5. CMS created an alternative pathway for new-technology add-on payments for any medical device that receives FDA marketing authorization and is part of the Breakthrough Devices Program.

Such products are viewed as new and not substantially similar to an existing technology for purposes of the payment and are not subject to the substantial clinical improvement criterion. Starting in FY21, those devices will need to meet cost criterion to receive the add-on payment.

CMS increased the add-on payment, beginning in FY20, from 50% to 65% and to 75% for certain antimicrobials.

For FY20, nine technologies will qualify for the new-technology add-on payments, including chimeric antigen receptor (CAR) T‑cell therapies.  

The rule will increase payments for new technologies by 70%, or $200 million.

6. CMS will pay about $8.4 billion in uncompensated care (UC) payments, which is about $78 million more than in FY19.

Despite hospital concerns about the reliability of data from Worksheet S-10 of the Medicare cost report, CMS will use the FY15 data to distribute UC funds.

7. For the Hospital-Acquired Conditions Reduction program, which cuts 1% of Medicare payment at the worst-performing hospitals, CMS tweaked the administrative processes for validating data submitted by hospitals to the Centers for Disease Control and Prevention.

8. For the Hospital Readmissions Reduction Program, which cuts payments to hospitals with excessive readmissions, CMS implemented requirements of the 21st Century Cures Act to assess payment cuts based on performance relative to other hospitals with a similar proportion of patients who are dually eligible for Medicare and Medicaid.

9. Within the hospital IQR program, which cuts payments for hospitals that fail to meet quality requirements, CMS updated the measure set, including replacement of the “Claims-Based Hospital-Wide All-Cause Readmission” measure with the “Hybrid Hospital-Wide All-Cause Readmission Measure with Claims” and the “Electronic Health Record Data” measure starting with the 2023-24 annual reporting period.

Although CMS adopted the Safe Use of Opioids — Concurrent Prescribing electronic clinical quality measure within IQR starting in 2021, it dropped a proposed Hospital Harm — Opioid-Related Adverse Events measure.

10. The Medicare and Medicaid EHR Incentive Programs (now known as the Promoting Interoperability Programs) will allow hospitals to report data for any continuous 90-day period in CY21.

CMS will continue to make optional the CY20 EHR reporting of the Query of PDMP measure and convert the measure from a numerator/denominator to a yes/no attestation beginning with the CY19 EHR reporting period.

CMS removed the Verify Opioid Treatment Agreement measure for CY20 based on hospital concerns that it posed “significant implementation challenges.”

11. LTCH payments in FY20 will end a transition under a years-long dual-rate LTCH PPS payment system.
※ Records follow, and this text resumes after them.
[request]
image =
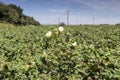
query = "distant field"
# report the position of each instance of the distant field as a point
(76, 53)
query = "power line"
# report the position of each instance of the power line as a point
(67, 11)
(94, 20)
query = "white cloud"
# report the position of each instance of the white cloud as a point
(58, 10)
(100, 4)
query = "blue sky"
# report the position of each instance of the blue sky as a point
(81, 11)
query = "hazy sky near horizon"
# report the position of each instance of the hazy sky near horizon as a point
(81, 11)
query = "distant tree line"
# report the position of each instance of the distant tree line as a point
(10, 13)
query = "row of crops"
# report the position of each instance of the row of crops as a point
(60, 53)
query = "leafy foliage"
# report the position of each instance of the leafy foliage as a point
(14, 14)
(26, 53)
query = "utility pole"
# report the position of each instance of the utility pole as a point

For site-neutral payment-rate cases, those payments will default to the site-neutral payment rate instead of a higher blended rate.

The federal payment rate is expected to increase by 2.7% after accounting for the 2.5% FY20 annual update, increased outlier payments and “other factors,” according to a fact sheet.

12. For the LTCH Quality Reporting Program (QRP), which can cut payments to LTCHs by 2 percentage points, CMS adopted two new quality measures. CMS also modified the previously adopted Discharge to Community measure to exclude nursing home residents. It also moved the implementation date of future versions of the LTCH CARE Data Set from April to October. The agency adopted data collection and public display periods for various measures and ended the practice of publicizing compliant LTCHs on the LTCH QRP website.